One dead, one dying, and one down in a matter of seconds. Two of the survivors were on his left, one on his right. Blade retreated a few steps until he could get a clear view of all three survivors. They showed no signs of either coming after him or of running. They were going to stand and fight. As he watched, they drew into a rough triangle, each facing outward in a different direction.

They lacked the precision Blade had seen in the first gang of Wakers. No doubt they were of a different gang, not as well trained. But that would not make them easy victims. Blade began sidling around the triangle, keeping out of the range of a spear thrust or sword slash. He was afraid of a lucky spear cast and also of the fight going on and on until time or the noise it was making brought yet more Wakers on the scene. He spared a glance toward where he had left Narlena. She had flattened herself in the rubble again, and beside her was the fugitive Dreamer.

Watching Blade circling around their triangle without venturing to attack seemed to have given the Wakers more courage. They flourished their spears and made feints, faces, and obscene gestures with them, but they said nothing. Were they also afraid of other Wakers hearing the fight? If these men were outside their own gang's «territory,» they might be so, and with good reason.

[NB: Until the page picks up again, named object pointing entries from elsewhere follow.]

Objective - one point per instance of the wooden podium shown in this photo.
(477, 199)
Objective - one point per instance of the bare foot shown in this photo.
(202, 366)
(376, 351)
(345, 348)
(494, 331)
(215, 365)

Time to end the fight. The triangle was not something Blade cared to try breaking by force. But his opponents could not come at him, either, without breaking up the triangle. How to get them to come at him? Blade shifted his grip on both sword and spear ever so slightly, feeling underfoot for a loose piece of rubble. Then he bore down hard on it until he felt it turn under his foot, exaggerated the stumble with a whiplike snap of his trained muscles, went down, hit the ground with a thud-and rolled hard to the right, straight into the legs of a Waker rushing out of the triangle, spear poised high to thrust down into Blade's chest. Blade took the man off his feet with a crash and a thump, leaped to his feet, and hurled his spear into a second man before either of the others could recover from their surprise. Then he spun around to slam the heel of his right foot hard into the fallen man's chest; the man fell back and lay still. The last Waker turned to run, but Blade caught him before he had gone ten feet. Desperately the man turned to fight, but be was no swordsman. Blade feinted at his thigh to bring his sword down; then he thrust hard at his stomach. The heavy, clumsy sword would be no good against a target smaller or less vulnerable than a man's stomach. But into that it plunged straight and deep. As Blade jerked the sword free, the man doubled over and sagged to the ground, blood gushing from the wound just above his greasy belt.